Dafür gebe es eine große Fangemeinde in Deutschland. Und das ist für uns gut, meint er. Schließlich hat die ProSiebenSat.1-Gruppe solche Angebote im eigenen Programmvermögen und muss dafür keine extra Lizenzen kaufen. Dass Maxdome beispielsweise mit Disney im vergangenen Jahr einen Rechtevertrag abgeschlossen hat, begründet Bellmer damit, dass gerade Content für Kinder perfekt für VoD ist. Damit können nämlich Eltern ihren Kindern immer genau zu dem Zeitpunkt, wenn sie es wünschen ihre Kleinen mit einem besonderen Filmangebot erfreuen. Ebenso hat Maxdome im letzten Jahr Deals mit Twentieth Century Fox und Universal Film, eine Bertelsmann-Tochter abgeschlossen. Auch das ZDF hatte in der Vergangenheit Maxdome Online etliche Film-Hits im Lizenz-Geschäft zur Verfügung gestellt. Dazu gehören etwa „Rosamunde Pilcher“ oder Kultserien wie „Der Kommissar“ „Der Kriminalist“. Je mehr sich aber VoD wie Maxdome im hybriden TV-Markt als Knüller erweist, umso mehr Konkurrenzangebote wird es dann wohl zu Maxdome geben. Ohnehin haben mittlerweile alle öffentlich-rechtlichen wie privaten Sender und Produzenten neue VoD-Plattformen ins Visier genommen.

Parallel zu Maxdome hat Bellmer auch die Pay-TV-Sender der ProSiebenSat.1-Gruppe genauer unter die Lupe genommen und sie neu aufgestellt. In diesem Segment hat bislang die RTL-Gruppe mit ihren drei Angeboten die Nase gegenüber ProSiebenSat.1 vorn. Weil sich insbesondere das Programm von Sat.1 in den letzten sechs Jahren stark gewandelt hat, soll der Pay-TV-Ableger in seiner Programmfarbe wieder deutlicher an den Free-TV-Schwestersender angepasst werden. So hat nun Bellmer aus „Sat.1 Comedy“ ein eher weiblich ausgerichtetes „Sat.1 Emotion“ gemacht und mit „ProSieben Fun“ einen neuen Pay-TV-Sender aufgelegt. Daneben ist „Kabeleins Classics“ geblieben. Pay-TV, so weiß Bellmer gegen alle Unkenrufe, die es dazu in Deutschland immer noch gibt, funktioniere „sogar ausgesprochen gut“. Was ein wenig verwunderlich ist, zumal zumindest die Pay-TV-Sender von ProSieben.Sat.1 und RTL vor allem das bringen, was schon im Free-TV zu sehen war. Aber welcher TV-Konsument hat heute noch einen Überblick über das TV-Angebot im Markt, das aus bis zu 400 Sendern besteht?

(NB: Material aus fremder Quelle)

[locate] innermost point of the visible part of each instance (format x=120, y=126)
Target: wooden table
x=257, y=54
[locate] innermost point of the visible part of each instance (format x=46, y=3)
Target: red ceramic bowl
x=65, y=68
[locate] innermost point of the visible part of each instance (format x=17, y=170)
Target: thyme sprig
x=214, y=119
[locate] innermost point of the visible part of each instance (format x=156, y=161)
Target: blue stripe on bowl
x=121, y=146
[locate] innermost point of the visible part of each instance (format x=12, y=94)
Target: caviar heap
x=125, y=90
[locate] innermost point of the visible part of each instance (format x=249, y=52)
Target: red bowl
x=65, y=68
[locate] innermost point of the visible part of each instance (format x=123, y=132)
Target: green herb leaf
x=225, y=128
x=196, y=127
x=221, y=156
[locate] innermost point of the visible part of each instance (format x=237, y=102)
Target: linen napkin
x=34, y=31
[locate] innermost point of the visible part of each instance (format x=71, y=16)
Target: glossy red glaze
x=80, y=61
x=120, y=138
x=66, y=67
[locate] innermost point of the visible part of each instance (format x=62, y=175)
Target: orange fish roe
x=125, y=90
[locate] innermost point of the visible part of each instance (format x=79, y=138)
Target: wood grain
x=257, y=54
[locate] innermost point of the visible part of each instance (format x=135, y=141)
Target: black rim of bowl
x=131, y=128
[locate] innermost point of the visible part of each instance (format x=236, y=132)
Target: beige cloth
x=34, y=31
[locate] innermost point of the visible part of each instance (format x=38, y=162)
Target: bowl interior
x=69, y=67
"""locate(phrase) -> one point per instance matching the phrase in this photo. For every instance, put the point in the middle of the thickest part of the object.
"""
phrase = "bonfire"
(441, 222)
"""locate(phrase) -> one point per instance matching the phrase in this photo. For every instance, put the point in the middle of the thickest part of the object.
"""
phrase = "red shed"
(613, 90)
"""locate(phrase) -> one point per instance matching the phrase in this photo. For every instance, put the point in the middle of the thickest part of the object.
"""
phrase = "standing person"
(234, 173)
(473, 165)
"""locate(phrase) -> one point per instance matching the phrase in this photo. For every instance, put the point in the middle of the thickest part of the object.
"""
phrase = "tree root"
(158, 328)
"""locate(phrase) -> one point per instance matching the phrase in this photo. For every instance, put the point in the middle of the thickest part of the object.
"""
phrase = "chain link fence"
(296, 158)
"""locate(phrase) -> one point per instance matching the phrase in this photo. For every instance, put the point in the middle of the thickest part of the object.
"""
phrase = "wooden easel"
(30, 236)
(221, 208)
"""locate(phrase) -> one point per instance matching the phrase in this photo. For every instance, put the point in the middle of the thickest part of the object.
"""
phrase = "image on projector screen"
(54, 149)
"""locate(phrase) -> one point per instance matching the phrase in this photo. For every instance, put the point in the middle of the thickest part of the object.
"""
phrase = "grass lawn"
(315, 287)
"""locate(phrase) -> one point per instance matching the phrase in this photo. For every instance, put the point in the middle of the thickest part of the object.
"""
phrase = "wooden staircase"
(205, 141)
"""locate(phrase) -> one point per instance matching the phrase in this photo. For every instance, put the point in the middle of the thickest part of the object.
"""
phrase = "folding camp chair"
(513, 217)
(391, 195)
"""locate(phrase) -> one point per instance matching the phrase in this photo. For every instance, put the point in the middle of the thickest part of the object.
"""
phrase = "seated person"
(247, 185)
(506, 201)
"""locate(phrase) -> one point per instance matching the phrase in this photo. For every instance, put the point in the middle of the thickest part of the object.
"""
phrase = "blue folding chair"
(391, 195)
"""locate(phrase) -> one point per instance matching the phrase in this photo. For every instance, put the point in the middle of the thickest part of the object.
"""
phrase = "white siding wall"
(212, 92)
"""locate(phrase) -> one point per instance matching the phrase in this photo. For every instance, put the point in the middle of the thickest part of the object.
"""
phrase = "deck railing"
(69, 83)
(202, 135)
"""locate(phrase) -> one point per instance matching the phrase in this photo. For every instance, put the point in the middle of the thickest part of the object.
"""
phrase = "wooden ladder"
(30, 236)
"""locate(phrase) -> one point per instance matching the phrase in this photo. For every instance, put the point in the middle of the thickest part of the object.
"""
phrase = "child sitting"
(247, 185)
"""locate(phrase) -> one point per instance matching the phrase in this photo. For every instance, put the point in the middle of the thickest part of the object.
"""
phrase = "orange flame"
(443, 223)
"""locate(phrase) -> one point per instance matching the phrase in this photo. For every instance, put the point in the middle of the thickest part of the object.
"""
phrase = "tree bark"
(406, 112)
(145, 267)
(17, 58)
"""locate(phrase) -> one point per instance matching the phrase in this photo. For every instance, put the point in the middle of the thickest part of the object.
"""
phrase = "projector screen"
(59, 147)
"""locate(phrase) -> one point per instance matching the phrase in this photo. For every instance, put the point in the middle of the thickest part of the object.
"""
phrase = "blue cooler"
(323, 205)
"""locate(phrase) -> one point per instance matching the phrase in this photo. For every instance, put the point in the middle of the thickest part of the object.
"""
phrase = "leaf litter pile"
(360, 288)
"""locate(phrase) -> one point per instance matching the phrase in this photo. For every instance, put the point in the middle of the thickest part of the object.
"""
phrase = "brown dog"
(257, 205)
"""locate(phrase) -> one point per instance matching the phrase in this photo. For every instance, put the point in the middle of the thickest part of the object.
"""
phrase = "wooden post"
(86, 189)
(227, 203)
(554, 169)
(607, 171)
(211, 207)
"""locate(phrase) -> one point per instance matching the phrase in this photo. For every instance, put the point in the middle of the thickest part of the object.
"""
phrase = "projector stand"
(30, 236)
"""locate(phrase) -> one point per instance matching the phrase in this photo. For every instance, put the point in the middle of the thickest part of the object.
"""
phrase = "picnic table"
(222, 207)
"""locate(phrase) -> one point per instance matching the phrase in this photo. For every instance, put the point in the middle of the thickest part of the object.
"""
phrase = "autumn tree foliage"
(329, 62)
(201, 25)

So lassen sich mittlerweile viele TV-Konsumenten auch gerne gegen Bezahlung exklusiv via VoD-Plattformen aller Arten zusätzlich zeitunabhängig vom linearen Fernsehen bedienen. In der Regel ist auch die Bezahlung via SmartTV recht einfach. Denn der Zuschauer kann, wenn er sich schon bei Bezahldiensten im Internet angemeldet hat, denselben Account nutzen, um für hybride Applikationen zu bezahlen. Und das breitbandige Internet ist bald wie das TV flächendeckend verbreitet.